Investigators are based in the UCD Conway Institute, the Mater Misericordiae University and St Vincent’s University Hospitals and work closely with international collaborators in academia and industry. The DCRC is associated with the UCD School of Medicine and colleagues in the UCD Schools of Biomolecular and Biomedical Sciences, Veterinary Medicine and Public Health Physiotherapy and Sport Science. Research programmes are funded by national and international sources including Science Foundation Ireland (SFI), The European Union, Wellcome Trust, the National Institutes of Health (NIH), the Juvenile Diabetes Research Foundation (JDRF), European Renal Association (ERA), European Foundation for the Study of Diabetes (EFSD) and biopharma industry.

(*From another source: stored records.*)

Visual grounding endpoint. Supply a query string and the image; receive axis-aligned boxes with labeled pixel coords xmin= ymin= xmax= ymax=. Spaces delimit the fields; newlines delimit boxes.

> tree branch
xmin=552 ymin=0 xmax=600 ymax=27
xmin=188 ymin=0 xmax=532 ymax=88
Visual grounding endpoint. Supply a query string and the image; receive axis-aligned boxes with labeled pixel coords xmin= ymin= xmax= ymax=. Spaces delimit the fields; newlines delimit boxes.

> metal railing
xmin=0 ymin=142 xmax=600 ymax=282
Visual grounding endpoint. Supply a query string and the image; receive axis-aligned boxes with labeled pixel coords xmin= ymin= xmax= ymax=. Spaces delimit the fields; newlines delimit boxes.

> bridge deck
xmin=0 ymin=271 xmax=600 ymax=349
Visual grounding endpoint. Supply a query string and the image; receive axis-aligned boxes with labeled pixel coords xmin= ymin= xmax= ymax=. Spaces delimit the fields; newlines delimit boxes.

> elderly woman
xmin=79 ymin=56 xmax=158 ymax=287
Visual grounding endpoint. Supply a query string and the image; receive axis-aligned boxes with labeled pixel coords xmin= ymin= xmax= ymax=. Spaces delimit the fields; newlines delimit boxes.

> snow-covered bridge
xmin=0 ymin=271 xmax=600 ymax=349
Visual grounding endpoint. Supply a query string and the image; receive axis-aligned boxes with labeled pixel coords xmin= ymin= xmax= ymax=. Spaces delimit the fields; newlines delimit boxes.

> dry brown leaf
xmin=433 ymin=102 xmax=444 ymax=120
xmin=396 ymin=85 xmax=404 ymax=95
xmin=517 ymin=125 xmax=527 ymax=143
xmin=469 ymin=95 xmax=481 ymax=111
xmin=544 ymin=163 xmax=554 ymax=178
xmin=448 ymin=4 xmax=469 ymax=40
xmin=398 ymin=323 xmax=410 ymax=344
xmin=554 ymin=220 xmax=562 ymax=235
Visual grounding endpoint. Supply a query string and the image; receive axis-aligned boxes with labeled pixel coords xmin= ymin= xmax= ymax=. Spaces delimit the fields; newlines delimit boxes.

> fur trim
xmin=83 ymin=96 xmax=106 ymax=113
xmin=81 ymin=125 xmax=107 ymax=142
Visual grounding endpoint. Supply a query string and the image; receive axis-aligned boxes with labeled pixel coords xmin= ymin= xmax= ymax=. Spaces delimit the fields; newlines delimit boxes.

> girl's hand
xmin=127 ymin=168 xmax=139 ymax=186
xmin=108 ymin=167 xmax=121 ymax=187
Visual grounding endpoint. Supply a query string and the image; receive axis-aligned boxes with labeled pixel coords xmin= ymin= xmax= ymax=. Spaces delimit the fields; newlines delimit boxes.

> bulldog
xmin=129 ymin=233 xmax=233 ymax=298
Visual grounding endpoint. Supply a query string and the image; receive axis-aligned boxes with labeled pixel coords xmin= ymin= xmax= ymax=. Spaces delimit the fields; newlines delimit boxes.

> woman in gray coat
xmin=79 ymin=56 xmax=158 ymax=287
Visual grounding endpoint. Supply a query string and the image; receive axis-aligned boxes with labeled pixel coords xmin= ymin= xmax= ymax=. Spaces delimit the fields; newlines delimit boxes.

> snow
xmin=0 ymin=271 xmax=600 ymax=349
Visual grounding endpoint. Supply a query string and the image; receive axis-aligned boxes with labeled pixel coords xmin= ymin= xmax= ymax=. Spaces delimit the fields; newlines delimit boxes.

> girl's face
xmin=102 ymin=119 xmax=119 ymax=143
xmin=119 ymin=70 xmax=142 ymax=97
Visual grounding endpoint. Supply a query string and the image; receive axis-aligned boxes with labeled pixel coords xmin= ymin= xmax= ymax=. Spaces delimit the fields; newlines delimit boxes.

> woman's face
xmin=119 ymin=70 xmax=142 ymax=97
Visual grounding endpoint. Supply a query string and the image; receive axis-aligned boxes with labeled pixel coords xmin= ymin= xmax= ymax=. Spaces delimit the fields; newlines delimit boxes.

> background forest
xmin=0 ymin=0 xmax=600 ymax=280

Prof. Orina Belton; Prof. Donal Brennan; Dr Eoin Brennan; Dr Daniel Crean; Dr John Crean; Dr Neil Docherty; Prof. Catherine Godson (Centre Director); Ms Helen Heneghan; Prof. Carel Le Roux; Dr Fiona McGillicuddy; Prof. Donal O'Shea; Prof. Helen Roche.
Expertise Profile: Dr Fiona McGillicuddy
Dr Fiona McGillicuddy is Assistant Professor in UCD School of Medicine and a Fellow of UCD Conway Institute. Dr McGillicuddy is an emerging independent investigator and leads the Cardiometabolic Research Group within the DCRC. Her interests are in the impact of obesity and diabetes on lipid metabolism pathways with a focus on the effects of metabolic disease on high-density lipoprotein (HDL) particle biology. Fiona’s research group are currently focused on understanding how low-grade inflammation, that is evident in obesity, may enhance cardiovascular risk and in turn deciphering nutraceutical and pharmaceutical strategies that may attenuate this inflammation and reduce disease risk. She is committed to increasing patient participation within diabetes research and has acted as lead of The Patient Voice in Diabetes events. In addition to funding from The Wellcome Trust, she is supported by The European Foundation for the Study of Diabetes, The Meath Foundation and the Irish Endocrine Society.